To enable open-vocabulary InstructTTS, we constructed the OV-Speech dataset. Built upon the 476.8-hour ContextSpeech corpus, our dataset construction follows a five-stage pipeline. The stages are: 1. Contextual Information Extraction from novels; 2. Open-Vocabulary Instruction Generation using an LLM to mimic a director's instructions; 3. Consistency Filtering to ensure alignment between instructions and audio; 4. Reasoning Process Annotation to bridge high-level instructions with low-level acoustic features; and 5. Paralinguistic-Aware Transcription Annotation to enrich the transcription with paralinguistic tags.
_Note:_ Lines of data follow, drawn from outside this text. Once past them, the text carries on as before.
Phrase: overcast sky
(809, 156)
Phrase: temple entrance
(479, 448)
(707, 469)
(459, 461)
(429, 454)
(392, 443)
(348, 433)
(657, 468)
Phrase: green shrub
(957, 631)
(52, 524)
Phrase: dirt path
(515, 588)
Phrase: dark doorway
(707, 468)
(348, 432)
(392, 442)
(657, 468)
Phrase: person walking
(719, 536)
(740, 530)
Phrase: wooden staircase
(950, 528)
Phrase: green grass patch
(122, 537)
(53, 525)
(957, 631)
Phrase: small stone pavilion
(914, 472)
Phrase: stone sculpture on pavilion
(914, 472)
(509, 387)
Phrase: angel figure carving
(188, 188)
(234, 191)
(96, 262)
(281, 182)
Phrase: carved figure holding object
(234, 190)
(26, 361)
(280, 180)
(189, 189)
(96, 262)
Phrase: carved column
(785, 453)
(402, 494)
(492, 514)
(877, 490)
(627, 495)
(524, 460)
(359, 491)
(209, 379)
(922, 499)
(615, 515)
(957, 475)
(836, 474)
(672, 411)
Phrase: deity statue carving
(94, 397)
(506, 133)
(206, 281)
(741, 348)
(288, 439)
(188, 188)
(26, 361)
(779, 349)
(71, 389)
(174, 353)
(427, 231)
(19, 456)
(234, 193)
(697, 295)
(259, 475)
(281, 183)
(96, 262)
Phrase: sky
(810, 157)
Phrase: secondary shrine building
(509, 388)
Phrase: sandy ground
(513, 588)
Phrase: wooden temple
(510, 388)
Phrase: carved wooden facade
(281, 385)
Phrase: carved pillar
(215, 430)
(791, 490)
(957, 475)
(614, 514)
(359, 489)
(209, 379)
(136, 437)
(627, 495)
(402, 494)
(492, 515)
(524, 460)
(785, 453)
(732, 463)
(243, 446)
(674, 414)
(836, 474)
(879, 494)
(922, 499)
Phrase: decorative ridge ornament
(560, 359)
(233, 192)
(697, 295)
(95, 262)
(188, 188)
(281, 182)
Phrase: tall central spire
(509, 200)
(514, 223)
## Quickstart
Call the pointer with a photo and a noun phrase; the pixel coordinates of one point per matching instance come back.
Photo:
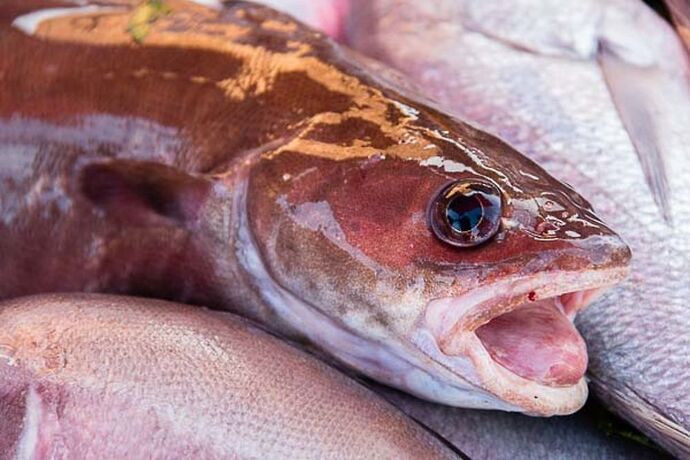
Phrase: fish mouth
(516, 339)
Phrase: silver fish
(597, 92)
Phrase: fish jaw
(492, 337)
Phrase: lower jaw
(523, 351)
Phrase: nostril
(8, 354)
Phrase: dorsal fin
(629, 85)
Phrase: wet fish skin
(97, 376)
(233, 158)
(597, 92)
(680, 11)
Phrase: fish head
(447, 263)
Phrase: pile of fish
(227, 156)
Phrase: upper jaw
(453, 324)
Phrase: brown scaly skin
(156, 168)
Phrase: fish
(228, 156)
(680, 11)
(597, 93)
(485, 434)
(103, 376)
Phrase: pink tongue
(537, 342)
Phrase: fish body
(597, 92)
(97, 376)
(231, 157)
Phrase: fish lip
(453, 321)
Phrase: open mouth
(538, 341)
(518, 338)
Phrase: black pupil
(464, 212)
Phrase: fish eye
(466, 213)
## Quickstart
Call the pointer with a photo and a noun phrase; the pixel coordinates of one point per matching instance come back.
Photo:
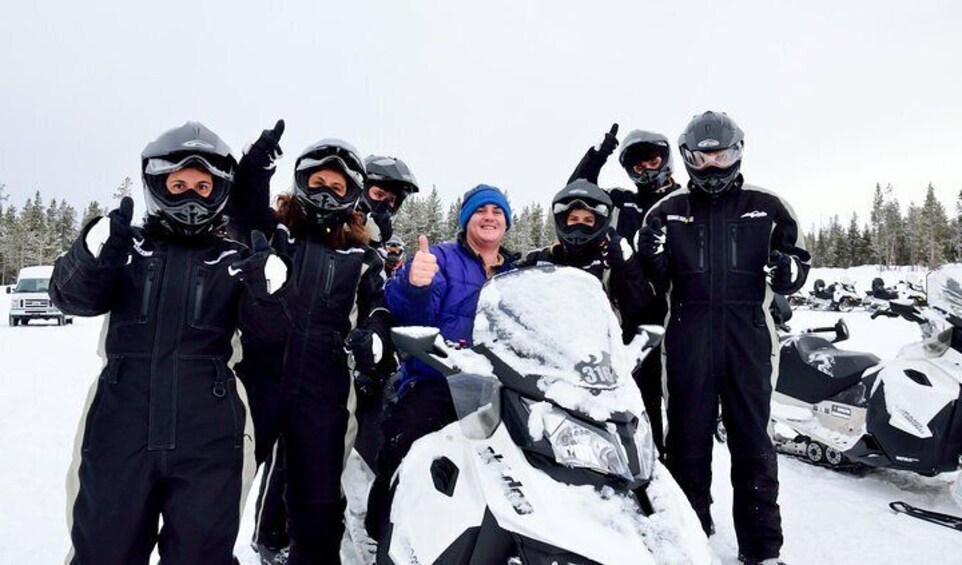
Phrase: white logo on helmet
(194, 143)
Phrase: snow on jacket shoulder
(448, 304)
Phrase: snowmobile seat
(812, 369)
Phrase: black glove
(609, 143)
(611, 249)
(781, 268)
(650, 239)
(251, 268)
(117, 247)
(367, 385)
(360, 343)
(266, 150)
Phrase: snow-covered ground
(828, 517)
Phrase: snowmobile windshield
(944, 291)
(555, 324)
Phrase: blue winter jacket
(448, 304)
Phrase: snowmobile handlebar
(840, 329)
(904, 310)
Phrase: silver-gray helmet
(640, 145)
(711, 146)
(322, 206)
(191, 145)
(581, 195)
(391, 174)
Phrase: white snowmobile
(913, 292)
(838, 297)
(552, 459)
(844, 408)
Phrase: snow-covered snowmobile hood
(944, 290)
(556, 324)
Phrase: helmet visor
(159, 166)
(578, 204)
(331, 161)
(721, 159)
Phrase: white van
(31, 300)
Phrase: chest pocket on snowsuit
(687, 247)
(139, 288)
(749, 242)
(209, 289)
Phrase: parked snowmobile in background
(552, 459)
(837, 297)
(797, 300)
(841, 408)
(879, 296)
(913, 291)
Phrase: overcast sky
(833, 96)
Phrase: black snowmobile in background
(848, 409)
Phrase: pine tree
(10, 236)
(536, 226)
(93, 210)
(956, 237)
(866, 249)
(892, 230)
(853, 243)
(33, 233)
(876, 220)
(837, 251)
(432, 219)
(405, 222)
(451, 223)
(66, 225)
(934, 239)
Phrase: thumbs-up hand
(262, 268)
(651, 239)
(267, 149)
(111, 239)
(424, 265)
(608, 145)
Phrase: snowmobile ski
(947, 520)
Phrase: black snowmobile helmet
(711, 147)
(391, 174)
(581, 195)
(321, 206)
(640, 145)
(190, 145)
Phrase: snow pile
(530, 319)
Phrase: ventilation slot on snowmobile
(918, 377)
(445, 475)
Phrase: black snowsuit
(720, 342)
(312, 408)
(164, 433)
(630, 208)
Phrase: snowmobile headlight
(578, 444)
(645, 444)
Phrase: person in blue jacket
(439, 287)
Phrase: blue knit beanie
(479, 196)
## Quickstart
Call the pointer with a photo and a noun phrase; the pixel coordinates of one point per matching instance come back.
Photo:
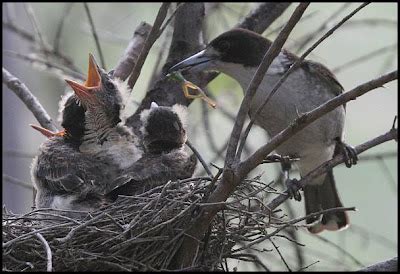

Our proposed framework, OV-InstructTTS-TEP, first generates a textual reasoning process from the open-vocabulary instruction, then produces an interleaved sequence of enriched text and audio tokens for synthesis. This reasoning-driven approach is key to interpreting complex instructions and generating expressive speech.

Framework Architecture of OV-InstructTTS-TEP

Demo

Ground Truth	CosyVoice2	GPT4o	Higgs-Audio-V2	Step-Audio-2-mini	OV-InstructTTS-TEP (Ours)
Sample 1 Instruction: "在法则震颤的神庙前，一个高傲冷漠的强大存在，用俯视众生的姿态宣告：" Transcription: "不好意思，本大王从来不记无关人等，还请做一下自我介绍。"

Sample 2 Instruction: "在硝烟弥漫的冰面战场，面对铁骑溃败与伤亡过半的现实，刚愎自用的将领咬牙怒吼着命令决死冲锋：" Transcription: "萧尚书，如今我等切不可瞻前顾后。唯一的生机就是决死一搏，将这些逆贼踏平！"

Sample 3 Instruction: "在悬浮光球与倒挂和尚的压迫空间中，面对周楚豪的质问和乾武国代表的挑衅，一个自负炼丹师说：" Transcription: "周楚豪，你不要欺人太甚！"

Sample 4 Instruction: "在血腥与佛光交织的神域战场废墟中，一个秉持佛门正统、态度强硬的僧侣代表说：" Transcription: "苏大王，你所谓的尸体在哪里？"

Sample 5 Instruction: "昏暗烛光下冷酷权谋家封野站在染血衣袖前，用爱欲包裹利刃的语气说：" Transcription: "我是你的夫君。当我二人为敌时，你该帮谁？"

Sample 6 Instruction: "在昏暗的卧室里，药草气息弥漫，压抑的沉默中，一位刚直清正、深谋远虑的父亲说：" Transcription: "那小殿下也非池中之物，希望他不是记仇的人吧。"

Sample 7 Instruction: "在弥漫着灵力波动的大王山武馆门前，面对'地级下品'标识时，一个自负跋扈的天级武馆长老不屑地冷笑：" Transcription: "我是来踢馆的！你是不是对踢馆有什么误解？"

Sample 8 Instruction: "在弥漫着丹香与白色丹云的炼丹房内，一个对炼丹术极端敬仰的狂信徒激动地喊道：" Transcription: "大王！如果我没有猜错，您一定就是万中无一的炼丹天才！"

Sample 9 Instruction: "在烛火摇曳的中军帐内，帷帐低垂营造压迫感，一个习惯用理性克制情感的谋士，带着被现实所伤的隐忍说：" Transcription: "你我之间，谈不上恨。"

Sample 10 Instruction: "在昏暗压抑的冥王领地内，面对挑衅的苏宇和哭泣的莫妮卡，一个极度自负且言语带嘲讽的人试图掩饰动摇，用威胁语气说：" Transcription: "难怪敢这么猖狂，原来有所依仗！不过单凭肉身能翻起什么浪来？"